[code-reflection] RFR: Explicit Arena passing to Tensor construction and Session execution [v2]

Wed Mar 5 11:08:06 UTC 2025

On Wed, 5 Mar 2025 08:16:57 GMT, Adam Sotona <asotona at openjdk.org> wrote:

>>> Is there a way to allocate an individually GCed memory segment without a cost of creating the whole auto arena (and similarly an individually freed MS without a new confined arena cost)?
>> 
>> no
>
> In such case there are only two options:
> 1. Always create a new auto arena so each tensor, session and session result has its own life cycle.
> 2. Let user decide about the life cycle by passing arena to each tensor and session construction and session run.
> 
> This PR enables #2, with default to #1 for tensors construction.

Even assuming we had some way to allocate an automatic segment w/o an arena, you would still be creating a segment backed by a new GC-managed lifetime. The arena creation only makes it explicit when you are creating such a lifetime.

For automatic segments, we could even provide such an arena-free factory -- we considered it in the past, but pruned it as it didn't really add much (creating an automatic segment is still an expensive operation, as objects have to be registered against a `Cleaner` object -- this is typically a problem for `ByteBuffer`s).

For non-automatic arenas this is not an option, for several reasons:
* an arena is a *capability* -- only a client with an arena can deallocate memory. If you have a `free` segment on a memory segment, suddenly you realize that you can no longer pass a segment you created safely to an API -- you always have to defend against that API potentially closing that segment, by calling `free`. We wrestled with this problem for a long time, by allowing defensive, non-closeable views of segments -- it really didn't look like a great world to live in.
* There is a natural "one to many" relationship between lifetime and segments. It is very common to have many segments share the same lifetime. This is is a good way to discipline the use of off-heap memory -- as any time you have segments with different lifetimes interacting with each other, you can end up with a potential use-after-free issue. This is covered in more details [here](https://cr.openjdk.org/~mcimadamore/panama/why_lifetimes.html)
* The performance model of shared arenas, naturally leans towards a model where you group segments together. That is, allowing safe memory release of individual memory segments would be just too expensive to support.
* It is always possible to "drop down a level" and have something more similar to `malloc`/`free` -- by using `Linker` + `reinterpret` -- an example can be found [here](https://github.com/openjdk/jdk/pull/19308/files#diff-e1f7dec1e858c9df738ebebd894dbd10a2885e81264ece400db3620a56f33c3eR58)
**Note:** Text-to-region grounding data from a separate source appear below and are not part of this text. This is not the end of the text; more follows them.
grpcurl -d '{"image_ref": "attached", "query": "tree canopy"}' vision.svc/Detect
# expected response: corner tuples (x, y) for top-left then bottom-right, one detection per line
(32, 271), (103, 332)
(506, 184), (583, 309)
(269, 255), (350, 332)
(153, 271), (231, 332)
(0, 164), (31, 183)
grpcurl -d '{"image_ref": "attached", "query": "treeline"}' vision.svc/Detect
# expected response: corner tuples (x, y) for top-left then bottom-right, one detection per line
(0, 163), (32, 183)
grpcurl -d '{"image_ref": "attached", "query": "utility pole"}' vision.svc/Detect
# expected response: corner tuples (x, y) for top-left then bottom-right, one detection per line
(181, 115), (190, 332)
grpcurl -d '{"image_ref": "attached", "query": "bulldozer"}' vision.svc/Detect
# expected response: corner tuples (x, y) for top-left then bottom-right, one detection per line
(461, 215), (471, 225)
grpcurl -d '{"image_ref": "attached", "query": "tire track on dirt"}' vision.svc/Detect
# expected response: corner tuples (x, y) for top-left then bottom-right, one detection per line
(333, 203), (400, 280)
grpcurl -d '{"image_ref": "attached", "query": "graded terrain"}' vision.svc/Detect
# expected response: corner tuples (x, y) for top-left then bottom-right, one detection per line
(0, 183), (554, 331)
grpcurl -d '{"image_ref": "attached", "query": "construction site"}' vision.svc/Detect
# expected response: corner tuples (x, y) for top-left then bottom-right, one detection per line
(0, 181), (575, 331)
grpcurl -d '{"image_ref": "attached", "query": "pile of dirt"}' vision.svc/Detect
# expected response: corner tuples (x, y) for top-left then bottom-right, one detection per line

> In such case there are only two options:

I believe the key question here is which lifetimes we want developers to control. The more I look at this, the more it seems to me that when creating envs, sessions or global tensors you don't really care about "deterministic deallocation", so using an automatic lifetime is a good choice.

But, when you run a model, you likely need a lot of transient resources, and it would be nice to be able to control the lifetime of those resources. 

This leads, I think, to a model/API where e.g. a session can be created w/o an arena (an automatic arena will be picked for you). The session will let you allocate session-wide tensors -- which will stay alive as long as the session is alive.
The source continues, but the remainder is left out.